3. En l'espèce, la proposition de rectification, adressée le 14 décembre 2017 à M. B..., mentionne qu'elle porte sur l'impôt sur le revenu et les cotisations sociales dus par l'intéressé au titre des années 2014, 2015 et 2016 et indique avec suffisamment de précision les motifs sur lesquels elle entendait se fonder pour justifier les rectifications envisagées. La circonstance que l'administration ne rapporterait pas la preuve, qui lui incombe selon M. B..., des avantages occultes octroyés par la société EPS est sans incidence sur le caractère suffisant de la motivation de la proposition de rectification, lequel s'apprécie indépendamment de la pertinence des motifs avancés.
En ce qui concerne le bien-fondé des impositions :
4. Aux termes de l'article R. 194-1 du livre des procédures fiscales : " Lorsque, ayant donné son accord à la rectification ou s'étant abstenu de répondre dans le délai légal à la proposition de rectification, le contribuable présente cependant une réclamation faisant suite à une procédure contradictoire de rectification, il peut obtenir la décharge ou la réduction de l'imposition, en démontrant son caractère exagéré. (...) ". Aux termes de l'article L. 193 du même livre : " Dans tous les cas où une imposition a été établie d'office la charge de la preuve incombe au contribuable qui demande la décharge ou la réduction de l'imposition ".
5. D'une part, il n'est pas contesté que M. B... s'est abstenu de répondre dans le délai légal à la proposition de rectification du 14 décembre 2017 qui lui a été régulièrement notifiée le 15 décembre suivant. D'autre part, s'agissant de l'année 2016, l'administration a recouru à la procédure d'imposition d'office compte tenu de l'absence de déclaration de revenus de M. B... au titre de cette année, malgré la mise en demeure qui lui a été notifiée le 15 juillet 2017. Dans ces conditions, et contrairement à ce qu'il soutient, la charge de la preuve de l'exagération des bases d'imposition incombe au requérant.

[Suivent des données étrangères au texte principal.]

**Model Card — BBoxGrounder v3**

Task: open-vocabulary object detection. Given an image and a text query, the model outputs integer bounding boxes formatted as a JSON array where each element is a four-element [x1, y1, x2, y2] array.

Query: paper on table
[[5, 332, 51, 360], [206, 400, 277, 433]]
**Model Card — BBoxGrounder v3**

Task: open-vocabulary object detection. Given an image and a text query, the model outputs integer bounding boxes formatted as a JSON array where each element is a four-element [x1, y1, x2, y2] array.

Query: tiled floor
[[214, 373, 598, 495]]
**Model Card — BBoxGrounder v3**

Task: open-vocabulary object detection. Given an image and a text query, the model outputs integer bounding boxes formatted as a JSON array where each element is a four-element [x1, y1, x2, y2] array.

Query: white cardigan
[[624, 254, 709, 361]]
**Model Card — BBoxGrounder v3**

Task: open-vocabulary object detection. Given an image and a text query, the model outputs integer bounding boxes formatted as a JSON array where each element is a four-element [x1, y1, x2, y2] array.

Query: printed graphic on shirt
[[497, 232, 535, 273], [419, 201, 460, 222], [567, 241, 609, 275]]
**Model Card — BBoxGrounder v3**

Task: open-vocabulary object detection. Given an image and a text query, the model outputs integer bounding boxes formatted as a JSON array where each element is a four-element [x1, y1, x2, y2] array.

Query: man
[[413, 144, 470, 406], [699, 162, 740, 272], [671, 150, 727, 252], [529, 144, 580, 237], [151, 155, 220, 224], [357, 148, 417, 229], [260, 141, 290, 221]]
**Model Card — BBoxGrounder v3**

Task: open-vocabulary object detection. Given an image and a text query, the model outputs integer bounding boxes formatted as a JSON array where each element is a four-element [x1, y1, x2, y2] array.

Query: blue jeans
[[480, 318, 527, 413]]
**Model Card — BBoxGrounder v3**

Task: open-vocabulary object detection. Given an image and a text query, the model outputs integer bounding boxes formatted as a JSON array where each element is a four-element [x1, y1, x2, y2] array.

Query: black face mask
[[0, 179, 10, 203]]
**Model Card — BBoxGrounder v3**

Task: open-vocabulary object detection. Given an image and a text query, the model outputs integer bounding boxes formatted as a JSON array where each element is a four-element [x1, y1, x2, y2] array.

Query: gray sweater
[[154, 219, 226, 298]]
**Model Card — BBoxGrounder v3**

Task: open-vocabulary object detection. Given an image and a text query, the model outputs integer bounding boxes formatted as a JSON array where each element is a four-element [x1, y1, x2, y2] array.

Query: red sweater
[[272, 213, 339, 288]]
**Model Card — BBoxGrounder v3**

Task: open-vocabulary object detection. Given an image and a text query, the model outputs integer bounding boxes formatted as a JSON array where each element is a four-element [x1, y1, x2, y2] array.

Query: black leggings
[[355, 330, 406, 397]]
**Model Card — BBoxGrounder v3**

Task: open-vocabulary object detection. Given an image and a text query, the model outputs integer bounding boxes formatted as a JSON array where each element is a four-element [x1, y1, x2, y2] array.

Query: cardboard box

6. Aux termes de l'article 111 du code général des impôts : " Sont notamment considérés comme revenus distribués : / (...) c. Les rémunérations et avantages occultes (...) ".
7. Il résulte de l'instruction que, par jugement du tribunal correctionnel de Melun du 17 décembre 2018, M. B... a été condamné pour avoir détourné des biens appartenant à la société EPS et, plus particulièrement, pour avoir procédé à des achats personnels avec la carte bancaire de la société pour un montant de 31 162,21 euros, à des retraits en espèces non justifiés pour un montant de 91 510 euros et au virement sur son compte personnel de la somme de 14 350 euros, ainsi que pour avoir encaissé sur son compte personnel trois chèques de la société EPS pour un montant de 144 500 euros et, de façon non justifiée, deux chèques émis par un client de la société EPS à l'attention de celle-ci d'un montant respectif de 2 013 euros et 8 197 euros.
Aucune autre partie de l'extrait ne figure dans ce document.